Por falar em democracias liberais: estão sob cerco. Na Youth Summit/Encontro Nacional de Juventude 2018, ouvi num painel Teresa Violante afirmar que têm de haver esforços para defender as democracias. Porém, reconhece: ‘há aquela tendência de dizer que notícias falsas sempre existiram, e até dão alguns exemplos caricatos da história de Portugal. Mas não é disso que falamos quando falamos de fake news.
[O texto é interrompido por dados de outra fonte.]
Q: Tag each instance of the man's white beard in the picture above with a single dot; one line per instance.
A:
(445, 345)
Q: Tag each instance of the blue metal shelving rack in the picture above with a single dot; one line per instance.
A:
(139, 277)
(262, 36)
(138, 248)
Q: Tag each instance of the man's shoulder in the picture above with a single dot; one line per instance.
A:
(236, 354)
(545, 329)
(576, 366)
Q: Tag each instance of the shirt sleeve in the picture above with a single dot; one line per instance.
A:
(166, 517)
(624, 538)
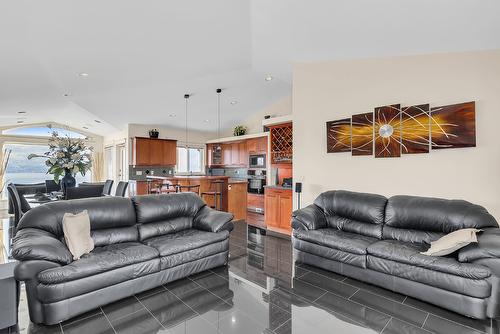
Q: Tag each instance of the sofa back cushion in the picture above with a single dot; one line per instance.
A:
(353, 212)
(164, 214)
(425, 219)
(112, 219)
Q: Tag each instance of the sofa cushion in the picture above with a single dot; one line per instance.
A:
(358, 260)
(333, 238)
(435, 215)
(100, 260)
(353, 212)
(479, 288)
(185, 240)
(409, 253)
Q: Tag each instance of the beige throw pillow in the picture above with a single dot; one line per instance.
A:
(452, 241)
(76, 228)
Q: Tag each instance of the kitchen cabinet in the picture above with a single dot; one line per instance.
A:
(154, 152)
(257, 145)
(278, 209)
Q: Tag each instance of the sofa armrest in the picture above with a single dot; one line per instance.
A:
(35, 244)
(210, 220)
(311, 217)
(487, 247)
(28, 270)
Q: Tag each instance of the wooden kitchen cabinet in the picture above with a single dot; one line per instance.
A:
(278, 209)
(154, 152)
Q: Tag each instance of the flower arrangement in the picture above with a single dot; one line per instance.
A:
(66, 155)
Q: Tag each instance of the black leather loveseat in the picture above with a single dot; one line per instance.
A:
(140, 243)
(379, 240)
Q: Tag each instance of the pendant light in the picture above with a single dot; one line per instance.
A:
(186, 99)
(218, 111)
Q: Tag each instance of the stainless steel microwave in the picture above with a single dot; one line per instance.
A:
(257, 161)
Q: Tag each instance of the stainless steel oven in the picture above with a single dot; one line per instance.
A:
(257, 161)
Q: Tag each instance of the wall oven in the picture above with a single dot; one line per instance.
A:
(257, 161)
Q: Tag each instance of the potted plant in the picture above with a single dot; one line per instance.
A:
(240, 130)
(67, 156)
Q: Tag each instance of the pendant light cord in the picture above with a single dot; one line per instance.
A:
(186, 97)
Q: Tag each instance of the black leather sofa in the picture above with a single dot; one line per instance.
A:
(140, 243)
(379, 240)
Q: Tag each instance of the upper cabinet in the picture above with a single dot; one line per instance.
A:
(235, 154)
(281, 144)
(154, 152)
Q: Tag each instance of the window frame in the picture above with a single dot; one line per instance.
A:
(202, 158)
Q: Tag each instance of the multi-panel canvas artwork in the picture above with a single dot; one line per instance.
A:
(338, 136)
(362, 134)
(387, 131)
(392, 130)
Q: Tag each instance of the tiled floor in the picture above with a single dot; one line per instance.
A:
(262, 291)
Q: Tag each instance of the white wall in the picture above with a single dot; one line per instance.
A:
(326, 91)
(254, 123)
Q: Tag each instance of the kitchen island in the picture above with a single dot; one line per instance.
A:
(228, 188)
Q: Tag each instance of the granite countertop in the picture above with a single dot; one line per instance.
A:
(278, 187)
(235, 180)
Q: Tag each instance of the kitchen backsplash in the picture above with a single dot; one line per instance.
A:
(140, 173)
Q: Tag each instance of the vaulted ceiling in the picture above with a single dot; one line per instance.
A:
(141, 57)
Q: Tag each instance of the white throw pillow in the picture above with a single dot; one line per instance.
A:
(76, 228)
(452, 241)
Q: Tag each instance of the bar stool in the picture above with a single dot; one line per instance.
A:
(190, 188)
(215, 194)
(167, 187)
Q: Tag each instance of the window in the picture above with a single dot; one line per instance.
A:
(190, 160)
(22, 170)
(41, 131)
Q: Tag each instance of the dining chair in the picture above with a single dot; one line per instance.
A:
(86, 191)
(108, 185)
(121, 189)
(16, 203)
(51, 185)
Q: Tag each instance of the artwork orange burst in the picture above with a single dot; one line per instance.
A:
(454, 126)
(387, 131)
(407, 130)
(338, 134)
(362, 134)
(415, 129)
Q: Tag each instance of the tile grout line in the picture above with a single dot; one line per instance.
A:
(109, 322)
(150, 312)
(387, 324)
(425, 320)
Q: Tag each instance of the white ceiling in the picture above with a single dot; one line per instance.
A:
(142, 56)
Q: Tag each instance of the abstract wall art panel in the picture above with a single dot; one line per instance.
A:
(338, 134)
(453, 126)
(387, 121)
(415, 129)
(362, 134)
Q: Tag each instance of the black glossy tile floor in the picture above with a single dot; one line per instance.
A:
(262, 291)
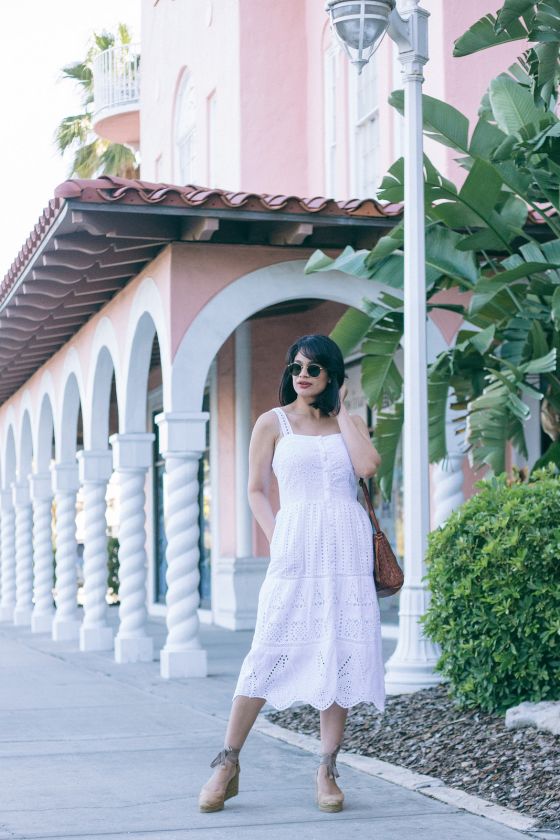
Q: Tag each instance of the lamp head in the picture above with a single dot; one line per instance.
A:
(360, 25)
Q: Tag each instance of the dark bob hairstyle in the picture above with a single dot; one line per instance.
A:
(323, 350)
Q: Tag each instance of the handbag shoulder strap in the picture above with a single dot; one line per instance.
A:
(369, 505)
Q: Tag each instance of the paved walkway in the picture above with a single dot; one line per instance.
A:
(90, 749)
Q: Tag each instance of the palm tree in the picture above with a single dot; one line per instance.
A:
(93, 156)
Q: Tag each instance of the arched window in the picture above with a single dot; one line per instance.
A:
(330, 61)
(364, 102)
(185, 132)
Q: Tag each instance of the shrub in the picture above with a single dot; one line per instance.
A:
(113, 570)
(494, 576)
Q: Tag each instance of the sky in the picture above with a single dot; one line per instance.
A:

Há, desde logo, o problema conceptual de o que entendemos por fake news ou, dando um passo atrás, àquilo que Macron chamou de “ataque às democracias”‘. Concretiza. ‘A atuação promovida por alguns estados, ou pelas oligarquias de alguns estados, o caso russo é provavelmente o que temos mais evidência, já mais do que suspeitas – o Brexit, a eleição de Trump, há decisões judiciais. Mas há outros casos, por exemplo aqueles miúdos macedónios, que bombardearam o facebook com notícias falsas aquando da eleição do Trump, até houve um documentário da CNN sobre isso, que o fizeram por dinheiro. Os cliques valem dinheiro. Lá voltamos ao mercado. O mercado é ótimo, mas precisa de freio e contrapesos.’
E as soluções? ‘Têm de ser atuações muito rápidas. Tem que se envolver as gigantes tecnológicas, têm de ser criados procedimentos com garantias adequadas. Está em causa potencialmente o valor da liberdade de expressão e de liberdade de informação.’ No entanto, ‘este tipo de situações tem de ter resposta. No campo regulatório, cível, criminal. O potencial de danosidade é imenso em sociedades cansadas. As pessoas não têm tempo para fazer checking das notícias. O que querem no fim do dia é ler os títulos e ir dormir.’
Elogias as democracias militantes’ com ‘dentes’ para defenderem a sua integridade. Como na Alemanha, que pondera aprovar legislação que puna veementemente a propagação de notícias falsas nos dias antes das eleições e tem um departamento para a proteção da democracia (sim, chamado assim mesmo).
As questões de desigualdade de género também a preocupam, mas temperadas com a atenção que sempre devota às desigualdades sociais – um tema quente para os próximos anos, dada a tendência de se acentuarem por via do enriquecimento exponencial de muito poucos.
Nota que além do glass ceiling para as mulheres há também um ‘class ceiling’ para os dois sexos. Chama a atenção para as quotas (às quais é favorável no setor público) nas empresas privadas poderem beneficiar apenas as mulheres das elites, que ou não tiveram filhos ou optaram por entregar o cuidado dos filhos a outras mulheres (e os pais fizeram o mesmo, digo eu). Refere que nos Estados Unidos a percentagem de senhoras de limpeza que sofreram agressões sexuais é superior a 60%. ‘Por isso sim, sou feminista, mas interpreto os direitos das mulheres como direitos humanos e vistos numa perspetiva de interseccionalidade’, porque ser mulher não é o mesmo que ser mulher negra, mulher lésbica, mulher pobre.
Evidentemente Teresa Violante clama com os custos profissionais que a maternidade traz. ‘Se uma mulher opta por interromper a carreira por causa dos filhos vai ter custos e esses custos é que não deviam existir. Queremos mães felizes, filhos felizes, até por uma questão de saúde mental e dos custos que a falta dela podem trazer.’
E, mesmo a terminar, depois de uns saborosos risottos acompanhados de um copo de vinho branco, Teresa Violante lança umas farpas à ‘polarização excessiva do debate político’. Anseia por um recentramento do PSD no espectro político. Um PSD herdeiro daquele que na Assembleia Constituinte, lembra, foi o partido mais importante em tocando ao direito à habitação. Desde logo porque ‘há desafios que exigem consensos transversais e a polarização é imobilizadora’.
E o ar do tempo não está para imobilismos. Nem para silêncios em se tratando de defender as democracias, os direitos humanos ou valores incontornáveis. Ou promover os debates que contam.
Texto de Maria João Marques e fotografias de Isabel Santiago.